Jonathan Pitre diagnosed with chronic graft-versus-host disease
Jonathan Pitre has been diagnosed with chronic graft-versus-host disease — a condition that could complicate his recovery for years to come.
Pitre, 17, has been in a Minnesota hospital for the past two weeks following arthroscopic surgery to remove his gallbladder. Doctors had hoped the operation would relieve his debilitating nausea, but the procedure did not alleviate those symptoms.
Pitre’s gallbladder was badly scarred and needed to be removed, but it’s now apparent the pear-shaped organ was not the only thing causing his nausea.
The Russell teen has been diagnosed with chronic graft-versus-host disease (GvHD), a complication that frequently arises in the aftermath of a donor stem cell transplant.

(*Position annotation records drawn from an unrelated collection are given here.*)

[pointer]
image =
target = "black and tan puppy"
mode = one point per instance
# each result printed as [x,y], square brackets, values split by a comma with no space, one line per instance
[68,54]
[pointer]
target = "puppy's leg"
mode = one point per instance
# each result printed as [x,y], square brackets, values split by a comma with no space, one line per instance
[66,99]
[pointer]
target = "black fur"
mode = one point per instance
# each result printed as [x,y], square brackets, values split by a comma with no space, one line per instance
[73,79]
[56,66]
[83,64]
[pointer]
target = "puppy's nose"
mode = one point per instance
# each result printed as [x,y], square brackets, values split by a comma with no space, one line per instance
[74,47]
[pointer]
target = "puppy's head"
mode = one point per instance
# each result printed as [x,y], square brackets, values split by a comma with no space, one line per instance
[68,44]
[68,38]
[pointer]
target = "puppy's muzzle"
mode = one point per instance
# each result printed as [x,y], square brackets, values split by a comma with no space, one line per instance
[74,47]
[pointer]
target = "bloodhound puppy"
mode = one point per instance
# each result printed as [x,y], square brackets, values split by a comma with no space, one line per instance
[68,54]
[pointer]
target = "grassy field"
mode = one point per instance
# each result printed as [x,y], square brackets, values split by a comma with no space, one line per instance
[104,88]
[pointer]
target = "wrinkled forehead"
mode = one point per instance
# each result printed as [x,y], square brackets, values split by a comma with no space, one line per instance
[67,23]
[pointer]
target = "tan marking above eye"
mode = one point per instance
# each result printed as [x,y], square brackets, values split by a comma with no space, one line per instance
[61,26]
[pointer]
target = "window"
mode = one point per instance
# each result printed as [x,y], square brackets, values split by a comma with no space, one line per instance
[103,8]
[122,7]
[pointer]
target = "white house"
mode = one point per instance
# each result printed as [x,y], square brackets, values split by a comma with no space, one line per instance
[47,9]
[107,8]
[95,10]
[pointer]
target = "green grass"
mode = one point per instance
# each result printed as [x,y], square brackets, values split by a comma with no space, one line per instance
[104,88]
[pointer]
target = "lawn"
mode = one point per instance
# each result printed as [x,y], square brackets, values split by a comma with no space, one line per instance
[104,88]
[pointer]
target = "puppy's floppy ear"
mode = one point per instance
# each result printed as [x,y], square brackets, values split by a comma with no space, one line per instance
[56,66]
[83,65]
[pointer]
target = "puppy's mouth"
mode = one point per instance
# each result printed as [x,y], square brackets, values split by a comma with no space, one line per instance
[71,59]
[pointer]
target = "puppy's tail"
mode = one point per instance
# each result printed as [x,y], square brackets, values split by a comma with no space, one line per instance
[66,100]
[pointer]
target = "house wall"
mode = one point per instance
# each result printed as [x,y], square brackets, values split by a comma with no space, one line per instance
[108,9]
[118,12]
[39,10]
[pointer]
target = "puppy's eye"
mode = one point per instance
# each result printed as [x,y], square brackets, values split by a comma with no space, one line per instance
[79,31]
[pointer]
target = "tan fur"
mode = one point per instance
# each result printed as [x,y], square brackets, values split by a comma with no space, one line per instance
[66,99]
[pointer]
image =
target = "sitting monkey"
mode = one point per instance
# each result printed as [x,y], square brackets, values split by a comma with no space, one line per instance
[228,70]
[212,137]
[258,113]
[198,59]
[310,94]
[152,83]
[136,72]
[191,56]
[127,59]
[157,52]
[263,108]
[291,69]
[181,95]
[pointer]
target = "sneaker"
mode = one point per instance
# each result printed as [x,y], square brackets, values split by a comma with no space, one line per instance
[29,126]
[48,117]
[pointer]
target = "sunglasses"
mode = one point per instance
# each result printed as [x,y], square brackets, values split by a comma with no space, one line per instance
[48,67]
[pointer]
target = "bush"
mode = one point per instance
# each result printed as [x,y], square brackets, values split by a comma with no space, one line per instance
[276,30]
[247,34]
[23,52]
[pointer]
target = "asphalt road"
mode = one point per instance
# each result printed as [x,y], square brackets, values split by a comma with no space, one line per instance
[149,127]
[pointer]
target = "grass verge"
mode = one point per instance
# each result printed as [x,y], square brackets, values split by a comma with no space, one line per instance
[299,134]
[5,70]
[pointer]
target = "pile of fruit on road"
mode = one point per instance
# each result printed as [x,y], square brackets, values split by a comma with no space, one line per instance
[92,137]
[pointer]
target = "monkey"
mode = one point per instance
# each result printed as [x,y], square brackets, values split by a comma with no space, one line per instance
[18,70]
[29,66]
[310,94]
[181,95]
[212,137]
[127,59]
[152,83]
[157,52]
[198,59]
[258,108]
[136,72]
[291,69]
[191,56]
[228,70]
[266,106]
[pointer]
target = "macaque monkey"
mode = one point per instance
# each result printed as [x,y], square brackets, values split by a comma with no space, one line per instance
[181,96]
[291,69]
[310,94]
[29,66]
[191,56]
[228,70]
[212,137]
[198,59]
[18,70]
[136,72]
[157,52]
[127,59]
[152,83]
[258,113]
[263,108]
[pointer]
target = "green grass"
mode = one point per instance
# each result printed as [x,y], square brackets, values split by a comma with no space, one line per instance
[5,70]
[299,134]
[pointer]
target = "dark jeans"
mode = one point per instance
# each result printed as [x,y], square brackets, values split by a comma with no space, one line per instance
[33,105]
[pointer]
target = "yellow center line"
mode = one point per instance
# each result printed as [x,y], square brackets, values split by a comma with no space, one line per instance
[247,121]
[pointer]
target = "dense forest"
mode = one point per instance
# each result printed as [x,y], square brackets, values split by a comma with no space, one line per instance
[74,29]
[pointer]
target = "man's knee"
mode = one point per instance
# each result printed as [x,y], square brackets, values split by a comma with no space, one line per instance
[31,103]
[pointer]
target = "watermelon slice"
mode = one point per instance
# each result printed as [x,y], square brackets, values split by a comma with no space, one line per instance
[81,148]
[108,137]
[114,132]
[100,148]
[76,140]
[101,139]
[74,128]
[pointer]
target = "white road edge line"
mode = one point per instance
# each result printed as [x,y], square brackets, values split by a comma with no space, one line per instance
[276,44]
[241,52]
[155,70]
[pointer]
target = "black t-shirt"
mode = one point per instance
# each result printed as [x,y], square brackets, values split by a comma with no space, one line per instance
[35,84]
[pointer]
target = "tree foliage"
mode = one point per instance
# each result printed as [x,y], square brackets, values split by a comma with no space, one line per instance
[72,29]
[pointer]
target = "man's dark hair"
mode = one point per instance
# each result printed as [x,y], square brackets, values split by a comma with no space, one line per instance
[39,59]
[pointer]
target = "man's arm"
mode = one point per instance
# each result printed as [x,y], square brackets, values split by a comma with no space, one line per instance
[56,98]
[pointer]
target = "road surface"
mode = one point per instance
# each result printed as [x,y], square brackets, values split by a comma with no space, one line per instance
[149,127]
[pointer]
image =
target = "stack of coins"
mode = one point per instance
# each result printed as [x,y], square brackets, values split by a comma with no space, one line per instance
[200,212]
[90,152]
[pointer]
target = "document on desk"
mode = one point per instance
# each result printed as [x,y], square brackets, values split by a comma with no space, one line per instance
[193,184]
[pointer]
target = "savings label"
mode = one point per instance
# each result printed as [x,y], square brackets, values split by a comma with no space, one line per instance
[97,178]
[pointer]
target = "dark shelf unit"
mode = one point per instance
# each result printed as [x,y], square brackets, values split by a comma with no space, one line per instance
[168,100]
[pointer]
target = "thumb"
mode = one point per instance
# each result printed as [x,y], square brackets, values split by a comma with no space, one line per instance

The disease, which can increase a patient’s risk of infection, occurs in about 40 per cent of people who receive donor stem cell transplants.
“He really has had everything imaginable,” said his mother, Tina Boileau.
A healthy immune system takes a firewagon approach to trouble inside the body and dispatches white blood cells to halt the spread of bacteria, viruses and mutant cells — anything the immune system regards as a foreign invader.
Chronic GvHD is a complex condition in which white blood cells produced by donor stem cells turn on a patient’s normal tissue cells and attack them as “foreign.”
GvHd can produce a wide variety of symptoms that can last for months, even years. The disease can attack any organ system, but typically affects the gastrointestinal system, liver, skin or lungs.